All priests are sent as co-workers in the same apostolate, whether they engage in parochial or extra-parochial ministry. This is true whether they devote their efforts to scientific research or teaching, or whether by manual labor they share in the lot of the workers themselves-if there is need for this and competent authority approves-or finally whether they fulfill some other apostolic tasks or labor designed for the apostolate.
I found this slightly curious: mentioning sharing of the lot of workers by working manually with them. The following sentences develop further the idea of unity.
Older priests, therefore, should receive younger priests as true brothers and help them in their first undertakings and priestly duties. The older ones should likewise endeavor to understand the mentality of younger priests, even though it be different from their own, and follow their projects with good will. By the same token, young priests should respect the age and experience of their seniors; they should seek their advice and willingly cooperate with them in everything that pertains to the care of souls.
Nice. I’ve seen this happen more often than one might expect, given the separation and isolation of some diocesan priests in their ministry.
In a fraternal spirit, priests should extend hospitality, cultivate kindliness and share their goods in common. They should be particularly solicitous for the sick, the afflicted, those overburdened with work, the lonely, those exiled from their homeland, and those who suffer persecution.
Again, we read the emphasis on charity, and even the lighter side of life:
They should gladly and joyfully gather together for recreation, remembering Christ’s invitation to the weary apostles: “Come aside to a desert place, and rest awhile” (Mk 6:31).
And further, in order that priests may find mutual assistance in the development of their spiritual and intellectual life, that they may be able to cooperate more effectively in their ministry and be saved from the dangers of loneliness which may arise, it is necessary that some kind of common life or some sharing of common life be encouraged among priests. This, however, may take many forms, according to different personal or pastoral needs, such as living together where this is possible, or having a common table, or at least by frequent and periodic meetings.

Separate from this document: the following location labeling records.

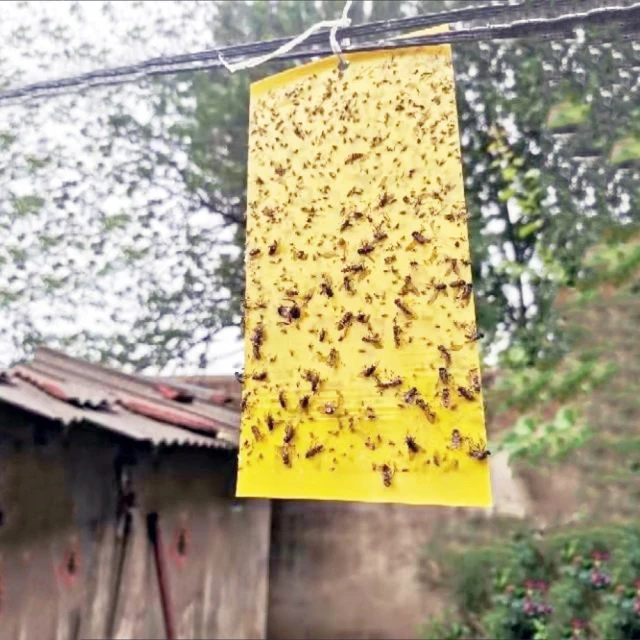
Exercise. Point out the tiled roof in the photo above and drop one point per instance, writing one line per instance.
(160, 411)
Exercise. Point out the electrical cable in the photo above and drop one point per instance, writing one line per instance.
(626, 18)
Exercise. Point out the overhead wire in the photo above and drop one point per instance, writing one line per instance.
(624, 17)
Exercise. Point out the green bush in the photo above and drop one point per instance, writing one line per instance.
(585, 586)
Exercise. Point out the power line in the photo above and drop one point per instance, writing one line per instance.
(625, 18)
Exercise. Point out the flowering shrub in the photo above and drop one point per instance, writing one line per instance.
(576, 589)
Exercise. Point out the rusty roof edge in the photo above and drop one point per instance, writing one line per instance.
(197, 390)
(136, 385)
(113, 422)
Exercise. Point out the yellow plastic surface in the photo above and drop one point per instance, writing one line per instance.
(358, 256)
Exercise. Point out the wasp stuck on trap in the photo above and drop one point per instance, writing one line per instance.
(362, 368)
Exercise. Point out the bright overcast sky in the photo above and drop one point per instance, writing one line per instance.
(48, 40)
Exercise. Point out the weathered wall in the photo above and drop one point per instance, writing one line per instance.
(343, 570)
(67, 569)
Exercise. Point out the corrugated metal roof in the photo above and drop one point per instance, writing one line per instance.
(69, 390)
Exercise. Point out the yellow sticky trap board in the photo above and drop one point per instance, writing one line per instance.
(362, 374)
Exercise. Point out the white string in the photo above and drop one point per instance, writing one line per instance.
(341, 23)
(344, 21)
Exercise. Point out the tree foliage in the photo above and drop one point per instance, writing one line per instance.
(125, 227)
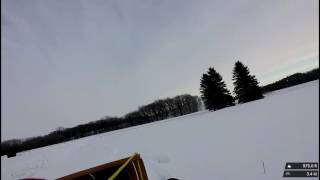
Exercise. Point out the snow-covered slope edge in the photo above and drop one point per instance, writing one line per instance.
(231, 143)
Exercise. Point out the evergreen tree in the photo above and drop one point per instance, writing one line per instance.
(246, 86)
(213, 90)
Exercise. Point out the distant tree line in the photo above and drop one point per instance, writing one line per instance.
(155, 111)
(292, 80)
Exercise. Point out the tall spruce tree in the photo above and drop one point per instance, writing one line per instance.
(246, 86)
(213, 90)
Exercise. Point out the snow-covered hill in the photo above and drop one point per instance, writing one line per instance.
(231, 143)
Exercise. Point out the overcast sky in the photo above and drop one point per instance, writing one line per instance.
(69, 62)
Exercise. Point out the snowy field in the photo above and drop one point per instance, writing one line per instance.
(231, 143)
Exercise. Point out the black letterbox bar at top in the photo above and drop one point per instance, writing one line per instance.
(302, 165)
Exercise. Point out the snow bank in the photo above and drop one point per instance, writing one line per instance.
(231, 143)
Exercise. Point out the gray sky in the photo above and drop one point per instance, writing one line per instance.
(71, 62)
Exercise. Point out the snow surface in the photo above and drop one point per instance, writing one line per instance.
(231, 143)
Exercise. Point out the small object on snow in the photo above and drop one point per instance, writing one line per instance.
(131, 168)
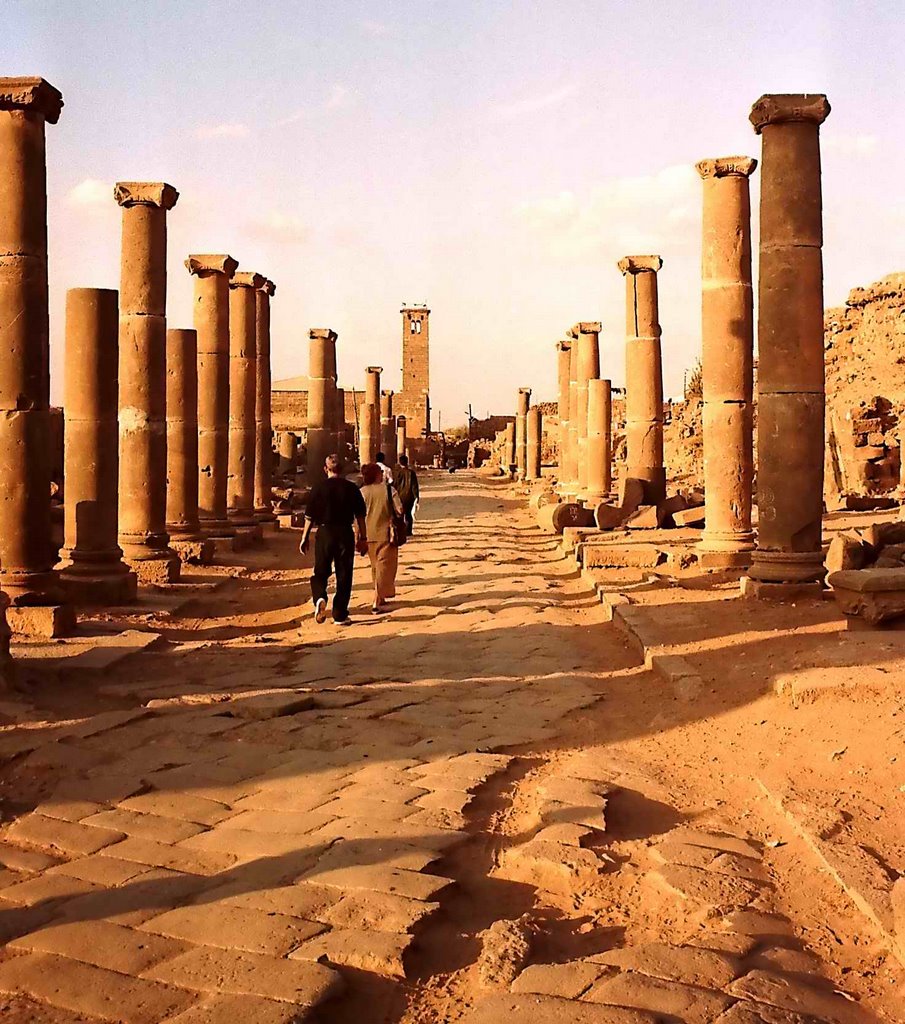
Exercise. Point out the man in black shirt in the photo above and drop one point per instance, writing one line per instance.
(333, 506)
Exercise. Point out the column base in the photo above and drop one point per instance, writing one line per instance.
(47, 621)
(782, 593)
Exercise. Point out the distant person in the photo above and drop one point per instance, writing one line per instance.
(384, 468)
(334, 505)
(407, 489)
(383, 505)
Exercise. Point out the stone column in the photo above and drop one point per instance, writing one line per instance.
(369, 427)
(91, 567)
(263, 424)
(243, 386)
(143, 380)
(183, 526)
(728, 345)
(644, 379)
(790, 374)
(212, 273)
(27, 554)
(599, 441)
(588, 335)
(533, 437)
(521, 432)
(387, 427)
(321, 399)
(563, 364)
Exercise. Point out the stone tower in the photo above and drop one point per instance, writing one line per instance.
(414, 402)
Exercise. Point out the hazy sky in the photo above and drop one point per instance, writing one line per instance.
(494, 160)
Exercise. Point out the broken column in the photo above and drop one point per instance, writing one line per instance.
(727, 335)
(533, 438)
(790, 373)
(321, 403)
(588, 338)
(143, 380)
(644, 379)
(263, 425)
(599, 441)
(563, 363)
(387, 427)
(243, 346)
(91, 567)
(27, 554)
(521, 431)
(212, 273)
(183, 526)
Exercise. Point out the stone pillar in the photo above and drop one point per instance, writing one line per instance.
(587, 335)
(212, 273)
(143, 380)
(27, 554)
(533, 437)
(728, 345)
(521, 432)
(91, 567)
(644, 378)
(790, 374)
(321, 400)
(183, 526)
(599, 441)
(563, 363)
(288, 452)
(263, 424)
(369, 427)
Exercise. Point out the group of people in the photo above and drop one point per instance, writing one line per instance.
(375, 519)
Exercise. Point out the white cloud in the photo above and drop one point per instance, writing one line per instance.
(283, 228)
(91, 192)
(532, 104)
(222, 131)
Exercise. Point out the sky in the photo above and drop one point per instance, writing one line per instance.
(493, 160)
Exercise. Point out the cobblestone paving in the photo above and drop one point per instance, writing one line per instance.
(269, 820)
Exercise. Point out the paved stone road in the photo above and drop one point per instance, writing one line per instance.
(268, 822)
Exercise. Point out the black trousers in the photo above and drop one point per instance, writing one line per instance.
(334, 551)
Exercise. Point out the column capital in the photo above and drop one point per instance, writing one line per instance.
(145, 194)
(640, 264)
(724, 167)
(23, 93)
(211, 263)
(782, 108)
(247, 279)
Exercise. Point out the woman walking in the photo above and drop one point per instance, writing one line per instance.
(383, 505)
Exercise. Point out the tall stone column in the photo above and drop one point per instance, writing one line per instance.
(533, 438)
(212, 273)
(599, 441)
(588, 337)
(321, 400)
(91, 567)
(183, 526)
(243, 377)
(790, 374)
(563, 363)
(644, 378)
(728, 346)
(143, 380)
(263, 423)
(521, 432)
(27, 554)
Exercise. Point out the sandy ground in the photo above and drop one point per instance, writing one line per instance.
(348, 814)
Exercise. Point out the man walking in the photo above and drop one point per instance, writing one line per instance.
(406, 487)
(333, 506)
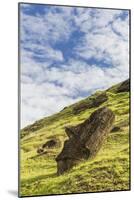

Look where Vatican II places necessity: on some kind of common life. Are bishops attuned to this? Some years ago Bishop DiNardo of Sioux City arranged for the Fort Dodge clergy of four or five parishes to live together in common as they served their canonical parishes. I heard that arrangement was very beneficial and admired–at least by those with whom I spoke about it.
Finally, by reason of the same communion in the priesthood, priests should realize that they are obliged in a special manner toward those priests who labor under certain difficulties. They should give them timely help, and also, if necessary, admonish them discreetly.
I can’t help but think of that sex predator in Australia who reportedly went to confession hundreds of times for abusing girls and boys.
How do your parish priests keep a common life? My pastor hosts a Wednesday dinner for a handful of area priests. What’s going on in your rectories?